日本の四季折々の美しさを余すことなく「色」で描く、デコラティヴすぎるファンタジー

『Dolls』(2002)はかぐわしいほどに美しいファンタジーである。いや、美しすぎる。

これまでのキタノ映画では、あらゆるエモーションはザックリと削ぎ落とされ、それ故にヴィヴィッドな皮膚感覚を観る者に与えてきた。それは色調においても顕著。北野映画の常連・撮影監督の柳島氏はこんな発言をしている。

『キッズ・リターン』(1996年)は本当はモノクロで撮りたかったが実現できず、結局青ベースの色彩設計になった。画面の中からよけいなものを取り除いていったら、それがキタノ・ブルーと呼ばれるものなったんです

そう、キタノブルーの純度の高さは、その排除の美学に端を発しているのである。だとすれば、日本の四季折々の美しさを余すことなく「色」で語ろうとした『Dolls』は、明らかにデコラティヴすぎる映画ではないだろうか?

山本耀司の衣装はギャグ以上の何物でもなく、久石譲の音楽はおセンチなBGM以上の何物でもない。

特に山本耀司は「僕のファッションショーにさせてもらう」なんてぬかしやがったらしいが、映画と映像の違いが分かってないとしか思えない発言です。映画の一要素であるはずの衣装がイニシアチブをとってしまっては、映画そのものが崩壊してしまうのは自明の理だ。

『Dolls』は今までの北野映画の中でも特に観念的な映画だから、新しい色彩で物語を綴ろうとしたのかもしれないが、映画の主題と方法論が噛み合っていない印象を持ってしまうんである。

この映画には「空虚」がない。過去の北野映画で見受けられるような、あのスタティックで残酷な程の静謐さがない。何もない映画なら、何もないことを描くことに専念して欲しい。西島秀俊や菅野美穂がみせる虚無感の漂う佇まいを、過剰な音楽と衣装が邪魔をしている。

3つのエピソードの中で一番印象に残ったのは、深田恭子演じるアイドル(そのまんま)と彼女のおっかけをしている青年・温井の話。事故により顔に大ケガを負ってしまい、そのままアイドルを引退してしまう深キョン。

そして、彼女の心中を察して自ら目を突いてしまう男。おもいっきり「春琴抄」のパクリなんだが、せっかく文楽人形が狂言まわしを務めるんだから、逆に3つのストーリーをすべて古典からもってくればよかったのに。

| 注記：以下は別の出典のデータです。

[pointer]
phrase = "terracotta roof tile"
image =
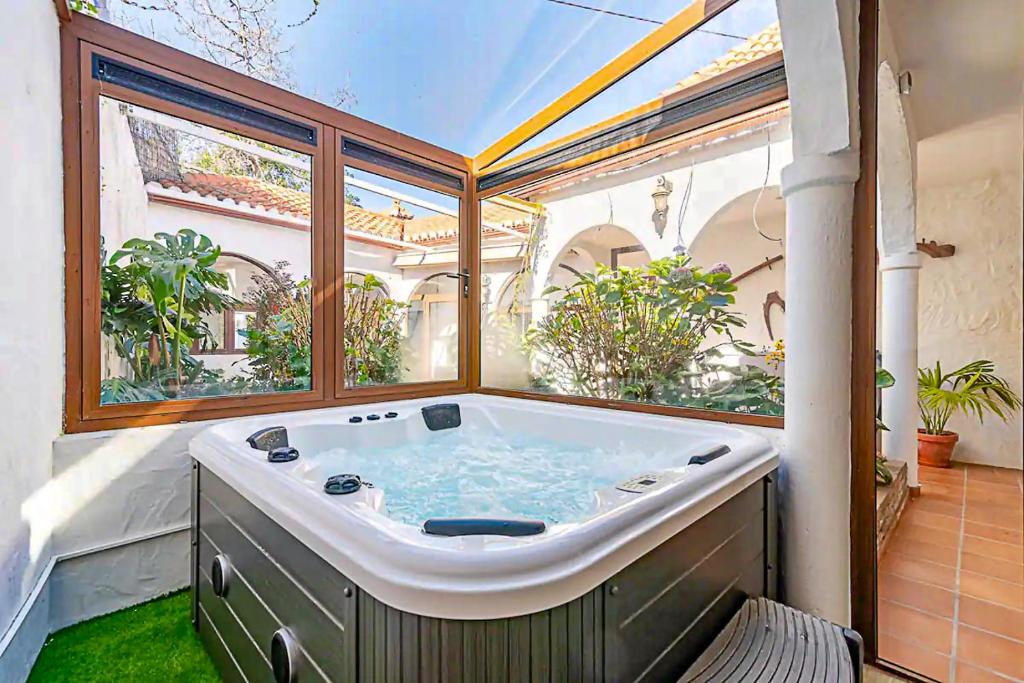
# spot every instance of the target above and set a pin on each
(759, 45)
(243, 188)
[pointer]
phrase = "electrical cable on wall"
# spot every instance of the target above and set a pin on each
(684, 204)
(764, 185)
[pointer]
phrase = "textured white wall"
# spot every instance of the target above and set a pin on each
(735, 243)
(31, 296)
(971, 303)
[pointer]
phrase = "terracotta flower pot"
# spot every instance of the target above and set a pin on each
(936, 450)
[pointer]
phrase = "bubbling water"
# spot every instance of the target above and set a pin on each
(476, 472)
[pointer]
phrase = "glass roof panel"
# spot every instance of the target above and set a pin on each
(744, 32)
(456, 73)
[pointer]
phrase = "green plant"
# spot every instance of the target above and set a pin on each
(715, 385)
(373, 332)
(154, 297)
(280, 333)
(633, 333)
(974, 389)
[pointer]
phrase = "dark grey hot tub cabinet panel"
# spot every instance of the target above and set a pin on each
(647, 623)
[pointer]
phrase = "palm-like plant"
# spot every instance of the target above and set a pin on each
(974, 389)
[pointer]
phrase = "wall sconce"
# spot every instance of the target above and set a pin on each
(905, 82)
(660, 197)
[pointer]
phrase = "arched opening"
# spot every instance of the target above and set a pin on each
(747, 235)
(432, 330)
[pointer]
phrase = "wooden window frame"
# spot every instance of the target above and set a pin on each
(732, 110)
(80, 91)
(83, 37)
(462, 382)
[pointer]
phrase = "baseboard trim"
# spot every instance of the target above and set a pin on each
(27, 633)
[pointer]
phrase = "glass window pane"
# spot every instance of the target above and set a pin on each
(198, 223)
(401, 289)
(744, 33)
(652, 278)
(459, 73)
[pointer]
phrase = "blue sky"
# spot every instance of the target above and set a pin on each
(462, 73)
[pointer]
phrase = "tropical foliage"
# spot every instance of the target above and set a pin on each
(279, 335)
(973, 390)
(154, 298)
(883, 380)
(640, 334)
(373, 332)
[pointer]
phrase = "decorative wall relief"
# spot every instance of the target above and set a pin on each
(660, 197)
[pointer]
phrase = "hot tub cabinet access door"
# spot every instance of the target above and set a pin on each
(647, 623)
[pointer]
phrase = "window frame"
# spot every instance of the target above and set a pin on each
(84, 37)
(463, 381)
(735, 109)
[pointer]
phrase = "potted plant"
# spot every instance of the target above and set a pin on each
(973, 389)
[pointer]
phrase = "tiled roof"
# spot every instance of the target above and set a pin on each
(243, 188)
(436, 228)
(759, 45)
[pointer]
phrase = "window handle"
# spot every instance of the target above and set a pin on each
(464, 275)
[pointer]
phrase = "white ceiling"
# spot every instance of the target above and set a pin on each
(967, 58)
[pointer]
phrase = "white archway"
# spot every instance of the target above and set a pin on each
(613, 236)
(821, 44)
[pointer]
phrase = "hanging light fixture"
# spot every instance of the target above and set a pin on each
(660, 197)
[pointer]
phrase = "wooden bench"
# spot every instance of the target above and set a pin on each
(769, 642)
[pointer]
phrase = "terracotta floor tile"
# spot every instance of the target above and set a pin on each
(969, 674)
(992, 590)
(1012, 571)
(926, 630)
(992, 487)
(993, 532)
(927, 572)
(1012, 499)
(915, 515)
(947, 477)
(993, 474)
(914, 594)
(993, 549)
(938, 537)
(988, 616)
(938, 507)
(994, 515)
(989, 651)
(913, 657)
(908, 545)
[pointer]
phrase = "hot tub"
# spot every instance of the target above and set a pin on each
(475, 538)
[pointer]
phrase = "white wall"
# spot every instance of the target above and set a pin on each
(31, 294)
(735, 243)
(971, 303)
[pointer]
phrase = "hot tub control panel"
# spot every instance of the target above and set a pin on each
(639, 484)
(373, 417)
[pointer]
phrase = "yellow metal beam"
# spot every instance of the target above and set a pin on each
(648, 47)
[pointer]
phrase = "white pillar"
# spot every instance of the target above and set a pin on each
(899, 356)
(815, 473)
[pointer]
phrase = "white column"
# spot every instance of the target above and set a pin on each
(815, 472)
(899, 356)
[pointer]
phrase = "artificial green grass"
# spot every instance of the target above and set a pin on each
(154, 641)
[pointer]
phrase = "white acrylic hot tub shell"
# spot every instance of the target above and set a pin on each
(482, 577)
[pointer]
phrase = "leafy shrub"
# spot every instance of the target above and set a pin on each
(636, 333)
(154, 296)
(373, 333)
(280, 333)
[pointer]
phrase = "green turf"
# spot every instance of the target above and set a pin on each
(154, 641)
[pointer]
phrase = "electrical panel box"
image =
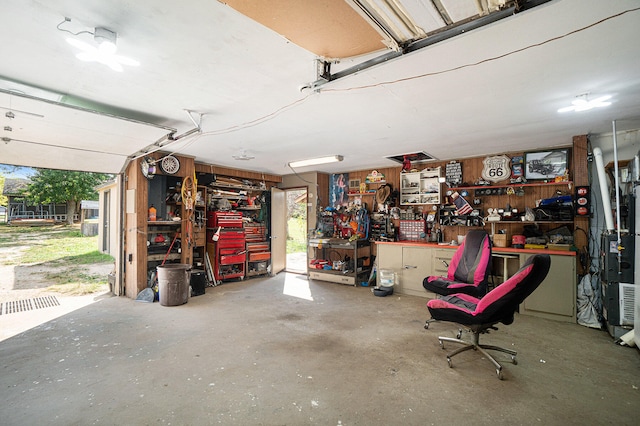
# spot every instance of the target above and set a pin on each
(618, 271)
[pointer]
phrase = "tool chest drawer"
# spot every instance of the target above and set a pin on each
(224, 219)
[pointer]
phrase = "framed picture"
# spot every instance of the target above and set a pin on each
(546, 164)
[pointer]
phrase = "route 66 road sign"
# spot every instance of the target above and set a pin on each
(496, 168)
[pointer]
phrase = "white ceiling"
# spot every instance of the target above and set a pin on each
(490, 90)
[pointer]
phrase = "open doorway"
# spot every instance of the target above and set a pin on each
(297, 230)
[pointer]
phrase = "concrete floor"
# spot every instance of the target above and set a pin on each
(285, 351)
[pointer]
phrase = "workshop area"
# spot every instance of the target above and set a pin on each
(316, 353)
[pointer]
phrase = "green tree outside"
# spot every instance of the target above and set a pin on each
(3, 199)
(64, 186)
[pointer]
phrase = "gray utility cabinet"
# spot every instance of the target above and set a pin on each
(554, 299)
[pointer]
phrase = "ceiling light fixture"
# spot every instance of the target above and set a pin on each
(243, 156)
(104, 53)
(582, 103)
(316, 161)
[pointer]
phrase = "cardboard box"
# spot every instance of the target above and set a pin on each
(501, 240)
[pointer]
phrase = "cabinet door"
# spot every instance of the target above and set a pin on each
(389, 257)
(555, 298)
(416, 265)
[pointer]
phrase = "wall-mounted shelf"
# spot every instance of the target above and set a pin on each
(512, 185)
(421, 187)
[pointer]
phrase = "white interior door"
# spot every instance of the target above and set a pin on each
(278, 231)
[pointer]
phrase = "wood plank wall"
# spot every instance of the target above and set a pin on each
(471, 172)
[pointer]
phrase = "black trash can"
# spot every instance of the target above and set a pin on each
(198, 282)
(173, 283)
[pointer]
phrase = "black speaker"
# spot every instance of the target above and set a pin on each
(198, 282)
(583, 201)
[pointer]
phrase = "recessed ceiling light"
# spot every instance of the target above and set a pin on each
(105, 53)
(582, 103)
(316, 161)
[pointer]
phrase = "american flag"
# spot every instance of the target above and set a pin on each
(462, 206)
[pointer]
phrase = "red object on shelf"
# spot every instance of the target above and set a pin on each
(230, 254)
(224, 219)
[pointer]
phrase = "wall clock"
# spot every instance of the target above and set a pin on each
(170, 164)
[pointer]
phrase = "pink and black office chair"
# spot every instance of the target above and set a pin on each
(468, 271)
(499, 305)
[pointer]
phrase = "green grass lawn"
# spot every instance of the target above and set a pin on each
(62, 248)
(297, 235)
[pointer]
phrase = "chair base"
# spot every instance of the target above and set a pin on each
(476, 346)
(429, 321)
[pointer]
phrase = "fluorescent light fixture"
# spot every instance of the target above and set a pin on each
(582, 103)
(316, 161)
(105, 53)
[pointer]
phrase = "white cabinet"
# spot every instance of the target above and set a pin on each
(411, 264)
(555, 298)
(420, 187)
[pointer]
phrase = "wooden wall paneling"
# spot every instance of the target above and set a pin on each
(580, 178)
(323, 189)
(188, 238)
(236, 173)
(136, 233)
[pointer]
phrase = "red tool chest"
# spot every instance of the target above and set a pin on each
(224, 219)
(230, 253)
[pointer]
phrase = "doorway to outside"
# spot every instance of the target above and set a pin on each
(297, 219)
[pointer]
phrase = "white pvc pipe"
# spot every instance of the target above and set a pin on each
(616, 176)
(604, 189)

逆に観ていて辛かったのは 、高年齢者コンビ・三橋達也と松原智恵子のお話。昔の約束を果たすために何十年も待ち続ける女なんて、ちょっとギャグにしかみえない(しかもあの衣装で)。松原智恵子は意識的にちょっとイタい女を演じていたが、観ているこちら側もイタかった。

春琴抄 (角川文庫)

北野映画では登場人物がやたら死ぬが、結局この映画でも6人のカップルのうち4人が死亡(男性軍は全滅)。特に盲目のおっかけ男・温井は唐突に死ぬ。本当に、唐突に死ぬ。

「『冥途の飛脚』も死ぬとわかっているから観客は泣くのであって、逃げおおせたら2人は犯罪者だ」と北野武は言う。だとすれば、彼は「観客を泣かすため」だけに死んだのか?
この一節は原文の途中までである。